Level 2: Fabric Authorization. Can the user access Microsoft Fabric and the specific workspace or item? This is controlled by workspace roles, item-level permissions, and tenant settings.
Level 3: Data Security. Can the user perform the requested action on the specific table, column, or row? This is where row-level security, column-level security, dynamic data masking, and OneLake security roles come into play.
Think of it like entering a secured office building. Level 1 is your employee badge (are you who you say you are?). Level 2 is whether you have access to a specific floor (can you enter this workspace?). Level 3 is whether you can open a specific filing cabinet on that floor (can you see this particular data?).
DP-700 Exam Tip
The exam frequently presents scenarios where a user cannot see specific data and asks you to identify the cause. Always think in terms of these three levels: authentication, authorization, and data security.
Take Your DP-700 Prep to the Next Level
Reading articles is great for understanding concepts. But passing the exam requires practice. I created a comprehensive practice test course specifically for DP-700: Implementing Data Engineering Solutions Using Microsoft Fabric. Inside you will find:
300+ exam-style questions 5 full practice tests Case studies and scenario-based questions Detailed explanations, learn WHY each answer is correct All 3 exam domains covered
Whether you are just starting or doing final prep, these tests will show you exactly where you stand.
Limited offer: Use code EARLY_BIRD at checkout Get the practice exams on Udemy
1. Workspace Roles: Admin, Member, Contributor, and Viewer
Workspaces are the primary organizational unit in Fabric. They sit on top of OneLake and divide the data lake into separate containers that can be secured independently. Workspace roles are the first and broadest layer of access control.

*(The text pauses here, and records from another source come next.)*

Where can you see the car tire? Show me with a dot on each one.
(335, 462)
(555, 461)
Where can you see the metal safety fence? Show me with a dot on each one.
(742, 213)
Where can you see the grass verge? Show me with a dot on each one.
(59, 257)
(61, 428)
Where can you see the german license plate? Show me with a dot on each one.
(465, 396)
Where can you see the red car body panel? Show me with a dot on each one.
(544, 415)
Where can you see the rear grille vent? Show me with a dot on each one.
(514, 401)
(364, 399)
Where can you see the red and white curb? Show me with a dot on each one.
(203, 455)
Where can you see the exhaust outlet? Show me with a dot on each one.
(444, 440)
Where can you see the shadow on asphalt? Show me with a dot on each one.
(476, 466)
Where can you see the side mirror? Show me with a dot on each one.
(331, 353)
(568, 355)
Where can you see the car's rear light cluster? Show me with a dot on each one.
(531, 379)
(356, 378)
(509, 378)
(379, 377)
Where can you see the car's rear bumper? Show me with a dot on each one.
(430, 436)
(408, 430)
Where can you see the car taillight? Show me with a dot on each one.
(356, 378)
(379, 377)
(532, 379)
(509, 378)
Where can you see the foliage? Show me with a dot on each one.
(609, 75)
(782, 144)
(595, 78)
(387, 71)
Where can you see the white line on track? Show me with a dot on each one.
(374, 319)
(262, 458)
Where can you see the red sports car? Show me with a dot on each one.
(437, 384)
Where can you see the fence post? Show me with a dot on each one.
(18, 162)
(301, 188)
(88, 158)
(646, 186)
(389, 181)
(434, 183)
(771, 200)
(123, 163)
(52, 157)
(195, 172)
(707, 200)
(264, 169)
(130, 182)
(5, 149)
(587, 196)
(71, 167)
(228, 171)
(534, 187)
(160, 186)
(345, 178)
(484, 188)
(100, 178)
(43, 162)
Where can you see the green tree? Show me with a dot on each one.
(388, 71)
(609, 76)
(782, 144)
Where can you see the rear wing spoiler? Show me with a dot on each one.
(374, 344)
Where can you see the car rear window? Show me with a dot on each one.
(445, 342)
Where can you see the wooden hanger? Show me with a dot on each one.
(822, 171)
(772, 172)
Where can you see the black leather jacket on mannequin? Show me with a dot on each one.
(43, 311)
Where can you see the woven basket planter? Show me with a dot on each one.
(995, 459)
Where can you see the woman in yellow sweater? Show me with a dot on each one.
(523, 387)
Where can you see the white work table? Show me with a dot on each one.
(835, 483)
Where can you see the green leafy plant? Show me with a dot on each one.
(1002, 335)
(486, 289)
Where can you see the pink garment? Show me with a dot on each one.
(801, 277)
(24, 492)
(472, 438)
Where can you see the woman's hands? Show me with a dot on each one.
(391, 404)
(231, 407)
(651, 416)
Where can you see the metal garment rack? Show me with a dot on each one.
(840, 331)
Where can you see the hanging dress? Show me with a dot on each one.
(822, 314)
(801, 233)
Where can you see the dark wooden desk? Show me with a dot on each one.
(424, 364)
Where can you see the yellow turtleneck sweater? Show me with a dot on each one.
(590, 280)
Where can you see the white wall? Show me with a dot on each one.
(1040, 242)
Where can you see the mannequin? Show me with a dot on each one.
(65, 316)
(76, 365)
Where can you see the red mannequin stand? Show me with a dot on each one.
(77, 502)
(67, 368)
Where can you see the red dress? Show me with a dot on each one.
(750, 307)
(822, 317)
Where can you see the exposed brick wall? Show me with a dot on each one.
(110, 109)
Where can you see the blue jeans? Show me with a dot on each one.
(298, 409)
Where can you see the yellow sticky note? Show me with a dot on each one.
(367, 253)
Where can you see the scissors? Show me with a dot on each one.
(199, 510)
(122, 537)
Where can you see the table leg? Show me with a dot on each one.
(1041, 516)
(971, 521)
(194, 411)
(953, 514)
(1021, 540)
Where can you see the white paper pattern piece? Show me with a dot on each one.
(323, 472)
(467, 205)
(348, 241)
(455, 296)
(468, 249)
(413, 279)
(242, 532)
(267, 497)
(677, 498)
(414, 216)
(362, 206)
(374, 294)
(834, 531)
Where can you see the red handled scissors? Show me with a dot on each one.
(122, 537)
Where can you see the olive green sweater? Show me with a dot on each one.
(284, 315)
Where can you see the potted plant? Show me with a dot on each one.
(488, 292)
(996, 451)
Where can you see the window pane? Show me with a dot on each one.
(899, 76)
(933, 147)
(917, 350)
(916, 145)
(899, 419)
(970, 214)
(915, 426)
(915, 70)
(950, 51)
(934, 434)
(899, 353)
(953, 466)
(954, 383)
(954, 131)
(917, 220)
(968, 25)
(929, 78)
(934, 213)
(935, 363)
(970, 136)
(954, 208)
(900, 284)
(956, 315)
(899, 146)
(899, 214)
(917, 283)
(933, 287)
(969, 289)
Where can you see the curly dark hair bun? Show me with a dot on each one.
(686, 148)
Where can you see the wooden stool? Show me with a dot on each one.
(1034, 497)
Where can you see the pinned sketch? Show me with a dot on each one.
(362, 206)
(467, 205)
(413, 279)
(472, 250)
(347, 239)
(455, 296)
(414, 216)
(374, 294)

There are four workspace roles, from most to least privileged:
Admin: Full control. Can manage workspace settings, add or remove members, configure private endpoints, managed identity, and Spark settings. Can view, modify, share, and manage all content.
Member: Can view, modify, and share all content. Can add Contributors and Viewers (but not other Members or Admins). Can share items and grant Reshare permission.
Contributor: Can view and modify all content in the workspace. This is the standard development role. Contributors can create and edit Fabric items like Lakehouses, Warehouses, Notebooks, Pipelines, and Dataflows.
Viewer: Can view all content but cannot modify anything. This is the read-only role for report consumers and analysts. Viewers are the primary audience for data security features like RLS and CLS, because their access can be further restricted at the data level.
Key points to remember:
Workspace roles apply to ALL items in the workspace. You cannot use workspace roles to restrict access to individual items. For that, you need item-level permissions.
Admins, Members, and Contributors bypass OneLake security roles and can read and write all data regardless of data access role configuration.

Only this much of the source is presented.